Monday, October 1, 2012

Agile Big Data Analytics: How to start a Big Data Analytics project

I was at a client briefing today where I was speaking and a question was asked: How do you start a big data analytics project? Do you first try to get the veracity and quality of all the data correct before you embark on such an initiative? Or are there alternative ways of kicking off such an initiative?

It was an interesting question and one I am sure many companies are faced with regardless of whether they explicitly accept it or not.

It is important to understand that every company has good data and not crib about data being not available or not usable. Indeed there is opportunity to increase the data set and the data veracity but waiting for that to happen would only delay your analytics initiative further and further - not a good idea. Here is an option to consider, with a few steps to implement it:

  1. Use unsupervised machine learning algorithm - a technique which may be used to employ machine learning algorithms to work on the available data set, disregarding any data quality issues to begin with. An unsupervised machine learning algorithm would cluster the data sets into different categories, classes based on the information that is available. The clusters, classes or categories may be analyzed to reveal insight and information inherent in the data. Remember that the data set may be data in its raw or native form in a schema-less (think Hadoop) storage, in transactional systems or data warehouses, or a combination of both.
  2. Present the initial findings - Polish the analytical output and make them presentable in human understandable, business-centric lingo and present it to the stakeholders. Allow them to chew on the findings as you explain the same. Remember, the good thing here is that you take no blame in your ability or inability to extract the insight that client is looking for; it is their data with no quality profiling or transformations!
  3. Gather feedback from client - The feedback would most probably come back as a combination of the following:
    • Pleasantly surprised with the initial insight and its value.
    • The insight is not complete and requires further tuning.
  4. Perform data analysis - At this point, given the type of analytical insight being sought after, it is time to look more closely at the data. The completeness and the quality of the data requires analysis and determine which subset of the data may have issues (quality, completeness among others) which requires to be fixed. This is the time when the proper data profiling and transformations will be required to put in place to go after the insight that is expected.

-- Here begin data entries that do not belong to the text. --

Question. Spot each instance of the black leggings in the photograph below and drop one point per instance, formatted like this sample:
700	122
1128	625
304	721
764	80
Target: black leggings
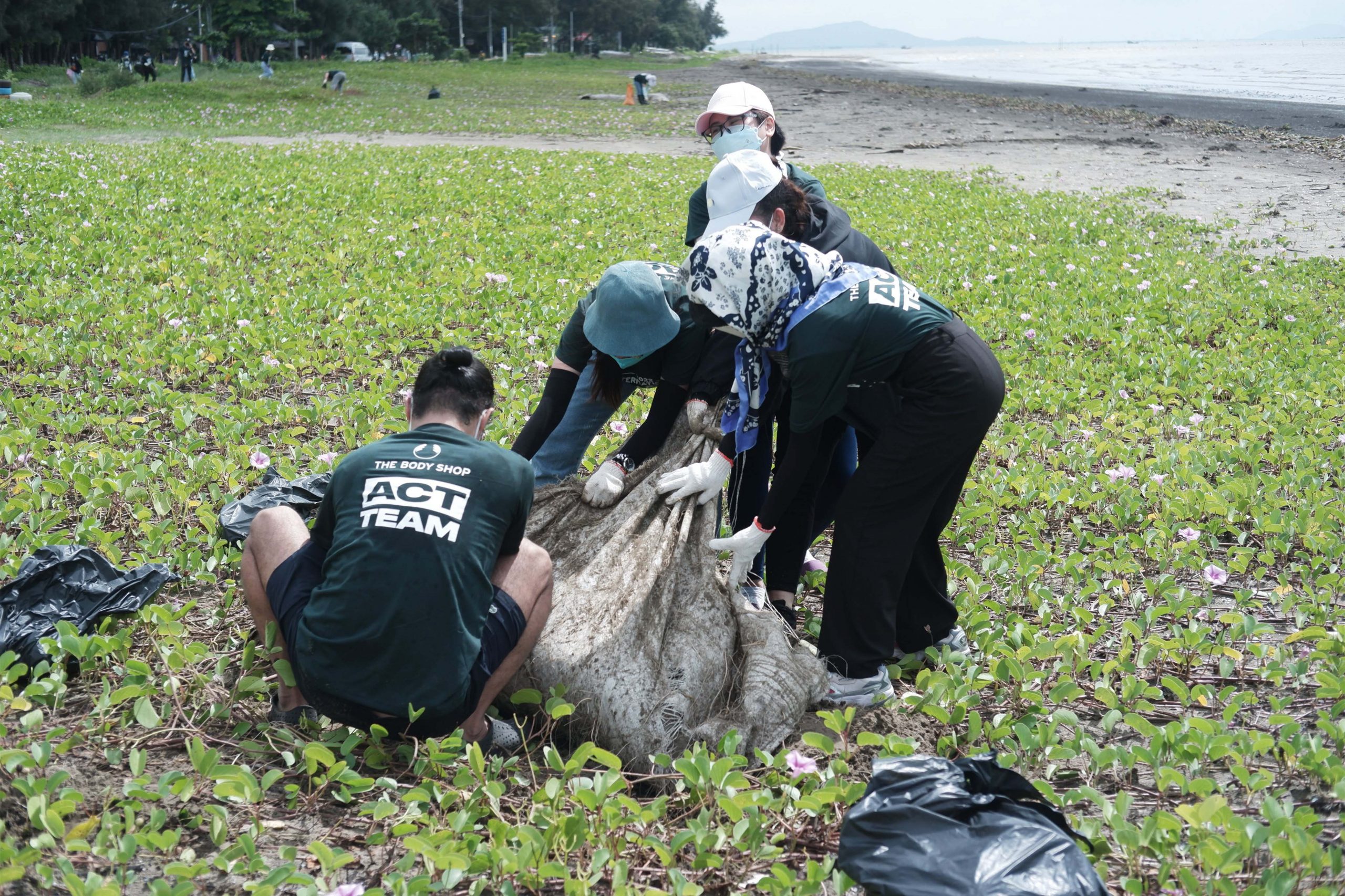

  5. Add more data sources - Depending on the nature of insight being sought after, after the initial analysis and assessment, it be required a different data source or data set. I'd recommend not to perform a full-scale data profiling on the new data set; just bring it in! However, focus your efforts on data quality for the original data sets.
I hope you can detect the pattern here. The idea is to bring the data in and apply analytics to the same at the onset and derive as much value as the raw data is able to provide. Analyze the outcome of the initial analytics and then introduce the necessary data quality, profiling and transformations to the portions necessary. Repeat this process in an iterative manner till the results are as expected.

The advantage of this approach is it nature of allowing you to start very quickly on an analytics solution and then progressively iterate over it till the commensurate level of prediction accuracies are obtained.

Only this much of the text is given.